Ross Douthat, a conservative columnist for the New York Times, drives me up the wall with a sentence that he probably intended to be rather innocent:
Another option would be to attack the law piecemeal by going after its least popular provisions - the new taxes, the Medicare cuts and the fine for Americans who don't buy insurance. This strategy might be good short-term politics but would do little to lay the groundwork for an actual conservative alternative.
Conservative alternative? Obamacare is the conservative alternative!
Whether the mainstream media (what qualifies as "mainstream" anymore?) is truly liberal hardly seems to matter. The health care debate has shown that any loose allegiance outfits like the New York Times and network television have to liberal causes or the Democratic Party bears no comparison to the disciplined marriage between conservative media and the GOP.
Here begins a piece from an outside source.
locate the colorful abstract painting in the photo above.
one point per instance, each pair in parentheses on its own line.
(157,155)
How else can one justify the gross misperception among the American public that the health care bill does anything but continue the status quo -- a corporate, for-profit health care system that works within the context of a market that is grossly distorted by government subsidies and regulations. Obamacare is the legislation that Republicans proposed in the 1990's. It's most hated provision, the individual insurance mandate, was touted by Tommy Thompson and it was implemented by Mitt Romney!
And yet, the conservative movement in the United States is so impressively united that it can convince Americans that an enormous giveaway to insurance companies represents an ominous step towards communism. Every single Republican member of Congress voted against the plan that so closely mirrored the one their party proposed 15 years ago. That is party discipline for you.